Photo by Liz Blodgett
Story originally published in the November 2019 edition of The Paw, our quarterly newspaper
Administrators added a yearlong construction class to the list of possible electives to choose from for sophomores, juniors and seniors. “Community Improvements through Construction” has given an outlet for students who prefer the hands-on approach to learning. Math teacher James Swindle is now also teaching the new construction class.
“From bell to bell its hands-on,” Swindle said. “Kids are working with their hands, tools and other things all class period.”
The learning goals of the construction class come in two parts. In the first semester, students learn how to use and be comfortable with the different tools. Then, once the students build their knowledge on how to utilize the different tools, they will start working on larger products they can donate into the community.
“The primary foundation we are teaching is skills; how to use the circular saw, how to use drills,” Swindle said. “By the second semester, we’re really going to start shifting our focus in class on how can we use [our skills] to help the community.”
Students get to take in multiple different experiences in this class from woodworking, hands on math, using different tools and even serving their community.
“This is a unique opportunity,” associate principal Tyler Davila, said. “We have kids down there that are running drills and sanders and all types of other equipment that they maybe wouldn’t have otherwise had the experience to do.”
Giving students the opportunity to have a more well-rounded education, besides learning solely the core subjects taught at school, allows students to gain other important life skills and introduce them to a wider assortment of career paths.
For senior, Jessica Kirkpatrick, who plans on going into the construction industry after high school, this class allows her to build the skills needed for her career path.
“The skills I learned in this class will help me with my career in the future, [but] even if you’re not planning [on going into] construction as a career, the skills you learn in this class are still nice to [know]” Kirkpatrick said.
Many students are taking advantage of the class’s hands-on approach and having a place to express their creativity.
“I’m into building and the ability to express yourself and just have fun with it and be creative,” senior Kamryn Hosley said.
Although the construction class has a creative side to it, Swindle looks at the class through a mathematical lens due to all his past experience as an Algebra and Geometry teacher.
“I come at it with the math angle where if a kid’s are struggling with a certain part of what we just did[…] I’ll come in and show mathematically how to fix it,” Swindle said.
Although Swindle comes in with a math approach, his partner, Bob Pavlukovich, brings the skill and insights of a professional contractor.
“[Pavlukovich] worked in industry for 30 years so he comes to my class every day as a hired employee,” Swindle said. “We’re partners… we kinda bring two different perspectives to the class.”

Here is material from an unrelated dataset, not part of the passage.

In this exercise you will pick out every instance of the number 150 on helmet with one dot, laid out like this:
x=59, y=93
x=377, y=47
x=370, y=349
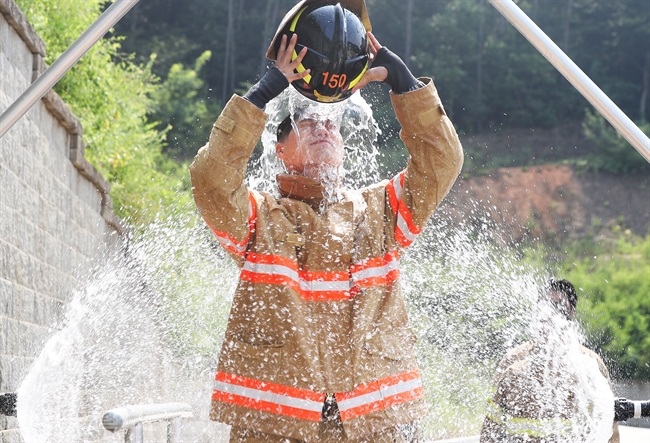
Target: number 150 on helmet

Pavlukovich, or “Pav” as his students call him, is one of the highlights of the class for Hosley, and many of the other students. When Hosley was asked what his favorite part of the construction class was, he immediately shouted out Pav.
“He is our announcer at the football games; he’s super hilarious,” Hosley said. “It’s fun listening to the guy at the football games and in class while messing around with him.”
The district has funneled resources into the construction program–carving out space in the remodel, purchasing equipment and hiring and training employees.
Davila mentioned that many students and staff can’t wait to see what else comes from our construction class down in south hall.
“There’s a lot of cool stuff going on down there,” Davila said.